The gas producers argue that both the legislative history and a literal reading of the statute prove that the legislature did not intend to limit the exemption to oil wells. We do not agree.

The gas producers called Mr. Louis G. Green, the director of the Legislative Reference Service, to testify concerning drafts of the bill which became Act 79-434. Mr. Green's office helped Representative Hines prepare the bill. Two of the drafts in Mr. Green's file began the exemption in question with the words "all oil wells" instead of "all wells." The gas producers assert that because the final bill did not say "All oil wells," gas wells which do not produce 26 barrels of oil per day are exempt from the increase levied by Act No. 79-434.

This is clearly irrelevant evidence. Without any proof that the drafts beginning with "all oil wells" were ever introduced in the legislature, these documents are no indication of the legislative intent. Nor is the fact that Mr. Hines introduced a version without the word "oil" included evidence of legislative intent. The motives or reasons of an individual legislator are not relevant to the intent of the full legislature in passing the bill. James v. Todd, 267 Ala. 495, 103 So. 2d 19 (1957).

Although there is some logic to the gas producers' readingthat any well *810 which produces less than 26 barrels of oil per day shall be taxed at four percent of the value of all oil and gas from the well we find it implausible that the legislature would enact a statute to increase the severance tax on oil and gas and then obliquely exempt all gas from the increase except for gas which happens to come from wells which also produce substantial quantities of oil. Such a broad exemption should be clearly set out if such is the legislative intent. Nearly all of the gas producers' wells would be exempt if we were to accept their reading of the statute. We do not find that they have met their burden of proving that they come within the exemption.

The statement by this Court that the exemption refers to all wells producing either oil or gas was made in conclusory terms after a long discussion of other complicated issues. After fuller consideration, we disagree with the position urged by the gas producers and hold that the "26 barrels of oil" exemption does not serve to exempt virtually all gas production in the state from the increase levied by the statute.

The judgment is reversed and the cause remanded for further proceedings not inconsistent with this opinion.


All the Justices concur.


[1] Eagerton v. Exchange Oil & Gas Corp., 404 So. 2d 1 (Ala. 1981); various oil producing companies have also appealed after remand of the action.
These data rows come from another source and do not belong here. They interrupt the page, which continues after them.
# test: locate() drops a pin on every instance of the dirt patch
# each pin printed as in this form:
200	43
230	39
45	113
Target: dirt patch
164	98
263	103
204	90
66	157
[2] Three other gas companies who were parties below adopted the position of the above-named appellees and all five filed motions to dismiss the appeal. In view of our decision on the merits, these motions are denied.

[3] The legislature amended this code section again in 1980, but that act is not at issue here. Acts of Alabama 1980, Act No. 80-708.

[4] Act No. 80-708 (see note 3) contains an identically worded exemption for wells producing less than 40 barrels of oil per day.